Thursday, February 19, 2009

Hello World.


After many years of failed attempts at journaling, I decided to try again. It has always been my goal to record my thoughts daily so I will have something to read over later in life but thus far I haven't been very consistent. I have boxes of half filled journals from various moments in time. However, since I type much more quickly than I write by hand, perhaps a modern form of journaling will be easier to keep up with.

In addition to basic journaling, I hope to record my ups and downs as I move on to the new career of a professional homemaker. I am very excited about staying home full time and taking care of my house and husband, but I do worry a bit that the days will all begin to blend together and soon I will look back on a year and wonder what I accomplished. At least this way I will have a record of the small triumphs and minor catastrophes in day to day housewife life.

So, what brought me to this point? (This is something I always feel like I must cover when I first start a new journal. Bear with me. It might get a bit long.)
I grew up on a lovely green piece of property in northwest Washington state. My parents were happily married and joyfully welcomed me as their first child. They were a bit surprised however, to discover that I deviated from the family tradition of brown hair and instead had "peach fuzz" (red hair). After several idyllic years I was blessed with a little brother, then tragedy struck and my father passed away due to a brain tumor. Although heartbroken, my mother carried on and did a fabulous job as a single parent. She is truly an amazing woman.

As a child, I enjoyed school and learning. Anne of Green Gables was my favorite book and I loved playing outside in the woods. In high school I continued to study hard and spent many hours participating in choir and drama. Through some luck I was able to attend a summer fine arts camp in Alaska and because of that experience I ended up attending The Seattle Conservatory of Music on the weekends my junior year.
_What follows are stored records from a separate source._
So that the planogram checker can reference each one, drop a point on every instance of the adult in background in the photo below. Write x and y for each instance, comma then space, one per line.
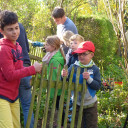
63, 22
25, 87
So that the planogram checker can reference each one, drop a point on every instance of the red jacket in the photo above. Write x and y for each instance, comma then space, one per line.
11, 69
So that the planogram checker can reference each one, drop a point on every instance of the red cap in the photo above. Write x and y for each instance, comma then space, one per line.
85, 46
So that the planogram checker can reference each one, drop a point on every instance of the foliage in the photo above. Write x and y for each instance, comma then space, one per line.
112, 107
100, 31
114, 70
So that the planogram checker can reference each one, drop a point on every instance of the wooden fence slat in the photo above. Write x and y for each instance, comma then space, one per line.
32, 102
39, 95
68, 98
75, 97
61, 103
48, 97
84, 89
55, 97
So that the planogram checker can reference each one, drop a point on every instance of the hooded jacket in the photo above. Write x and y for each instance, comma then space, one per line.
11, 69
56, 60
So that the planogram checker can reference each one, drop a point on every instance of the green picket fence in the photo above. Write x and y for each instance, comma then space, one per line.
43, 84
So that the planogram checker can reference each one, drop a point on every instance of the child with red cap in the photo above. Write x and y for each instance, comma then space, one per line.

I had taken voice lessons for a few years but at that point I became much more serious. I had got it into my head that I should become an opera singer - even though I had never seen an opera. At the end of my junior year, discouraged by driving an hour and a half to Seattle each weekend, I applied and was accepted to Interlochen Arts Academy.

I spent my senior year of high school out in the woods in Michigan living in a depressingly concrete building next to a beautiful lake. I had both academic and musical classes and learned that I didn't like singing well enough to pursue it full time. I also learned that it is hard for me to live in a dorm that is full of passionate artists. With all that passion around, my love of singing didn't seem very persuasive. So, instead of applying to conservatories as all my neighbors were, I applied to a variety of colleges and universities and ended up at Tufts University in Boston.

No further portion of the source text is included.